A push to better regulate the sale of fireworks in Shanghai prior to next year's Spring Festival has a nice payoff for local residents, two pyrotechnic shows in Huangxing Park later this month.
The city has invited 80 fireworks manufacturers from around the country to demonstrate their wares on October 25 and 27 in the park. The companies will be competing for 20 licenses to sell their goods legally in the city, with their fireworks judged of safety and aesthetic quality by a jury of government officials. Admission to the shows is 50 yuan (US$6) per person.
The city wants to expand the number of companies that are allowed to sell fireworks legally in Shanghai in an effort to cut down the amount of illegal products sold in the city.
Local citizens spend 25 million to 30 million yuan on the fireworks every year, mostly to celebrate the arrival of a Chinese new year during the Spring Festival. But only about 8 million yuan worth of those fireworks are bought from legal sources.
The Shanghai Fire Control Bureau will begin a strict citywide campaign to crack down on illegal fireworks next month, officials said, noting that many manufacturers from other provinces begin shipping their goods to the city well before Spring Festival, which falls on February 1 next year.
"All the illegal fireworks we find in the local market come from nearby provinces as Shanghai has no plant for making fireworks," said Zhou Meiliang of the Fire Control Bureau.
A warehouse raid on September 9 by local cops indicates that some companies have already begun export fireworks to Shanghai. Police found 649 boxes of illegal pyrotechnics, valued at more than 200,000 yuan, in a storehouse in Baoshan District.
On Tuesday, city authorities issued their annual announcement about where and when local residents can set off fireworks during the festival - a regulation that has been routinely ignored in the past.

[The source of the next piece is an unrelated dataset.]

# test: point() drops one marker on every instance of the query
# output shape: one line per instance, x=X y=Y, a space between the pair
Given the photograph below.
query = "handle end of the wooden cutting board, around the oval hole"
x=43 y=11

Fireworks are banned in many busy downtown areas, including Lujiazui, streets around People's Square and along Nanjing Road, and can only be set off between 8 p.m. and 12:30 a.m. during the New Year's eve and the first four days of the Spring Festival, or Chinese Lunar New Year, holiday.
"Officers will patrol the streets during the festival and will first warn people who violate the ban. If people don't listen to the warning, officers will confiscate their fireworks, though we don't want to destroy people's happy mood at that time," said Chen Hangen, vice director of the bureau.
The various regulations are meant to prevent injuries and fires started by poor- quality fireworks. In 2000, two people were killed while setting off illegal fireworks.